How to reach
Genova can be reached in many different ways:
The Aeroporto di Genova - Cristoforo Colombo provides several daily flights from other major European cities such as Rome, London, Munich, Paris and Madrid. From the airport it is fairly easy to rent a car or take a shuttle (bus no. 100, also called Volabus) to the city center.
Genova can be easy travelled to by train from Milano, Torino, Roma, Toscana (Pisa, Livorno and Firenze (changing train in Pisa or Viareggio)) and France (there is a direct train connecting with Nice). There are two main train stations in Genova, Brignole and Principe. Brignole serves most local routes and provides access to many bus lines. Principe serves local as well as long distance trains and many trains from Milan and beyond will only stop at this station.
Genova is an important port, and has many ferry services. Grandi Navi Veloci crosses from Barcelona weekly, and takes about eighteen hours. It also offers a weekly crossing to Tangiers, which takes around forty-six.
Other direct ferry routes from Genova are: Barcelona (Spain), Valletta (Malta), Bastia (Corsica), Olbia and Porto Torres (Sardinia), Palermo (Sicily), Tangier (Morocco) and Tunis (Tunisia).

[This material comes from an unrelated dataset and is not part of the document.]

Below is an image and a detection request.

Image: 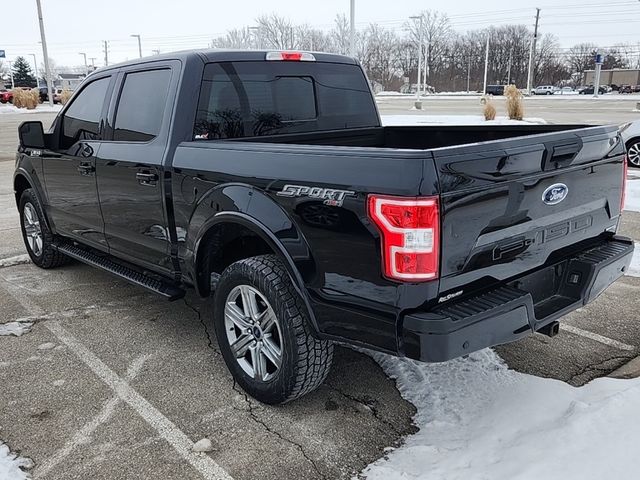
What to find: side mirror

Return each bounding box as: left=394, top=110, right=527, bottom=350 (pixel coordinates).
left=18, top=122, right=45, bottom=150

Coming from Milano you can reach Genova via the A7-E62 (approx. 145 km). Mind though that the last part, from Serravalle to Genova, is incredibly twisty, making you wonder if you’re still on the highway or accidentally have taken a wrong turn into a motordrome. It’s therefore advisable to take an alternative route, turning off the A7 at the deviation near Tortona and heading on the A26/A7, following Genova, Ventimiglia, Savona, Voltri; making it a longer (+20 km), but certainly safer and more comfortable trip, unless you want to spice up you journey and observe how (some) Italians drive. The same highway is less twisty northbound.

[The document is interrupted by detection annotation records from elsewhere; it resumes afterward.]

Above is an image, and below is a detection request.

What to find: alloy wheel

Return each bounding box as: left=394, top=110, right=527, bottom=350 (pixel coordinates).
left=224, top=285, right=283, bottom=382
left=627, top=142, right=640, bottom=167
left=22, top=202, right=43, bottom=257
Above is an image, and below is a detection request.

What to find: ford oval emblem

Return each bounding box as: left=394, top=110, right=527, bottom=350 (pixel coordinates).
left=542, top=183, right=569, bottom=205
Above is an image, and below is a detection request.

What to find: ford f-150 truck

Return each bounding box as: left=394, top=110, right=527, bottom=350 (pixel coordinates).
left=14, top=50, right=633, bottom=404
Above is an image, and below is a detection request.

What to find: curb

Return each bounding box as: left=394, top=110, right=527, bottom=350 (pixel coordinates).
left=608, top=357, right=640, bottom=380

Coming from Turin you can either take the A6/E717 to Savona (137 km) and then go to Genova following the beautiful, but twisty A10 coast highway (an other 45 km) or follow the Genova Piacenza indications you'll find on the ringroad heading south. This latter is the shorter alternative (170 km total), but offers fewer sightseeing opportunities.
Coming from the French Riviera just follow the highway A10 and enjoy the sight (approx 160 km from the French border). If you're tempted to avoid the toll roads, be aware that it will take you at least three or four times as long although you might get better views.
Coming from Toscana you can take the A12 from Rosignano to Genova; mind that you must have snow chains on board between the gates of Carrodano and Sestri Levante when travelling from November 1st to March 31st, even though snow is seldom a problem here.
There are city buses (covering the city centre and the suburbs), car rentals, taxis and other characteristic means of transport such as lifts and funiculars that let the user admire the town from the hills above and help find shortcuts to leave the town's daily traffic and get to the desired destination faster.